Behavior of multi field query_string query doesn't seem to match documentation

Hey guys,

While doing some tests related to searching across multiple fields I
stumbled upon a behavior with multi field query_string query that seems to
contradict what is stated in the official documentation. Below is what the
documentation says on this matter:

"The idea of running the query_string query against multiple fields is by

internally creating several queries for the same query string, each with
default_field that match the fields provided."
http://www.elasticsearch.org/guide/reference/query-dsl/query-string-query.html

So, given the information above, I expected that the following multi field
query:

curl -XGET 'localhost:9200/testgroupquery/_search?pretty' -d '{
"query": {
"query_string": {
"fields": [
"title",
"address"
],
"auto_generate_phrase_queries": true,
"boost": 1.0,
"default_operator": "and",
"use_dis_max" : true,
"query": "hotel praha"
}
}
}'

Would translate into a dis_max query like this:

curl -XGET 'localhost:9200/testgroupquery/_search?pretty' -d '{
"query": {
"dis_max" : {
"tie_breaker" : 0.0,
"queries" : [
{
"query_string": {
"default_field": "title",
"auto_generate_phrase_queries": true,
"boost": 1.0,
"default_operator": "and",
"query": "hotel praha"
}
},
{
"query_string": {
"default_field": "address",
"auto_generate_phrase_queries": true,
"boost": 1.0,
"default_operator": "and",
"query": "hotel praha"
}
}
]
}
}
}'

But apparently it doesn't. I first noticed this because the resultset
returned is different between these two queries: while the multi field
query_string query matches all documents containing both "hotel" and
"praha" in the title and/or address fields (including cross matching
between the fields
- e.g. "hotel" in title and "praha" in address), the
dis_max query above returns just documents that contain both terms "hotel"
and "praha" in the same field (either title or address).

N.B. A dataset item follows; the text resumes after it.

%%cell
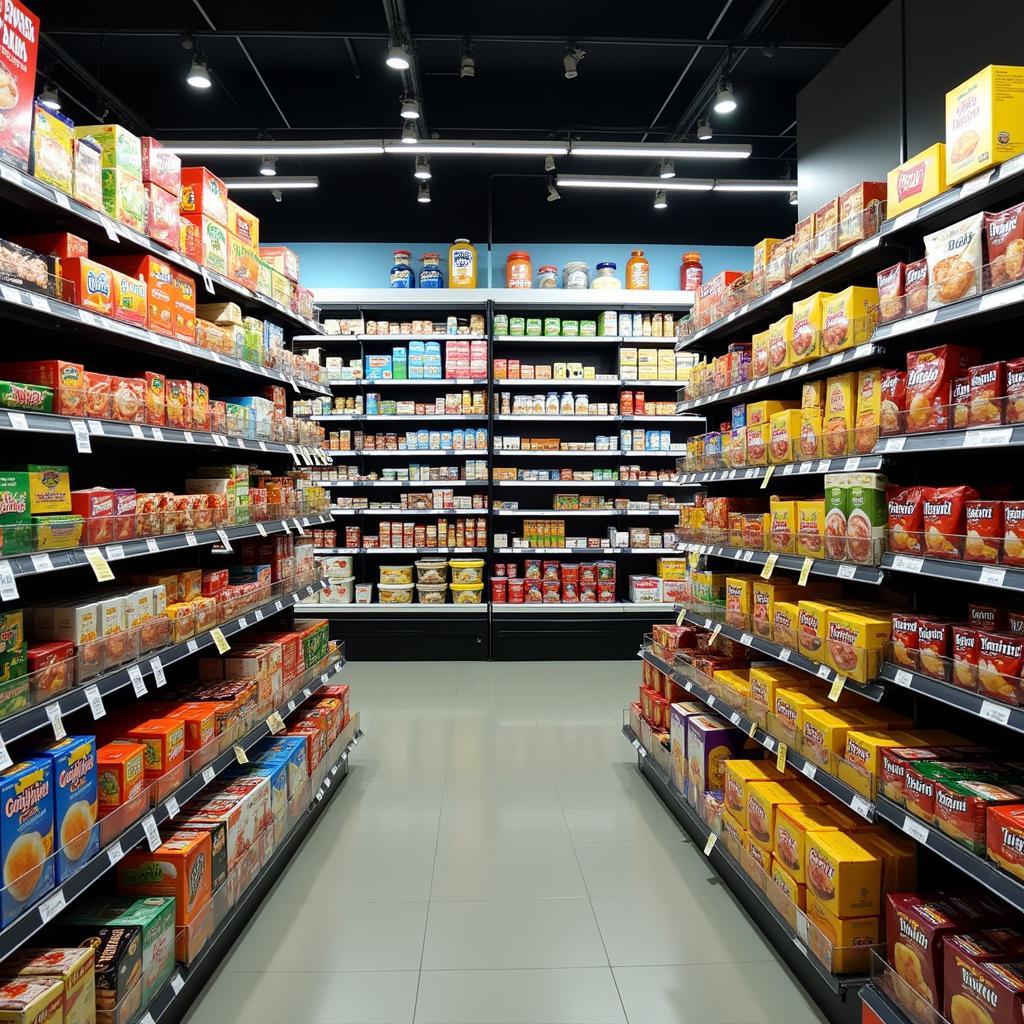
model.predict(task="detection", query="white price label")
[128,665,146,697]
[84,683,106,719]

Looking at the final query for these two distinct requests using the
Validate API, I can see that the output is quite different indeed:

multi field query_string query

curl -XGET
'localhost:9200/testgroupquery/_validate/query?pretty&explain=true' -d '{
"query_string": {
"fields": [
"title",
"address"
],
"auto_generate_phrase_queries": true,
"boost": 1.0,
"default_operator": "and",
"use_dis_max" : true,
"query": "hotel praha"
}
}'

{
"valid" : true,
"_shards" : {
"total" : 1,
"successful" : 1,
"failed" : 0
},
"explanations" : [ {
"index" : "testgroupquery",
"valid" : true,
"explanation" : "+(title:hotel | address:hotel) +(title:praha |
address:praha)
"
} ]
}

dis_max query
*
*
curl -XGET
'localhost:9200/testgroupquery/_validate/query?pretty&explain=true' -d '{
"dis_max" : {
"tie_breaker" : 0.0,
"queries" : [
{
"query_string": {
"default_field": "title",
"auto_generate_phrase_queries": true,
"boost": 1.0,
"default_operator": "and",
"query": "hotel praha"
}
},
{
"query_string": {
"default_field": "address",
"auto_generate_phrase_queries": true,
"boost": 1.0,
"default_operator": "and",
"query": "hotel praha"
}
}
]
}
}'

{
"valid" : true,
"_shards" : {
"total" : 1,
"successful" : 1,
"failed" : 0
},
"explanations" : [ {
"index" : "testgroupquery",
"valid" : true,
"explanation" : "((+title:hotel +title:praha) | (+address:hotel
+address:praha))
"
} ]
}

The reason I'm pointing out this difference is that I've been trying to
configure my application to work in precisely the way the multi field
query_string query works, allowing users to search for multiple terms
allowing matches across multiple fields. So that's exactly the behavior I
want, but it seems to contradict what is in the documentation, so I want to
make sure this matching across multiple fields is an expected behavior and
not some anomaly that will be corrected at some point.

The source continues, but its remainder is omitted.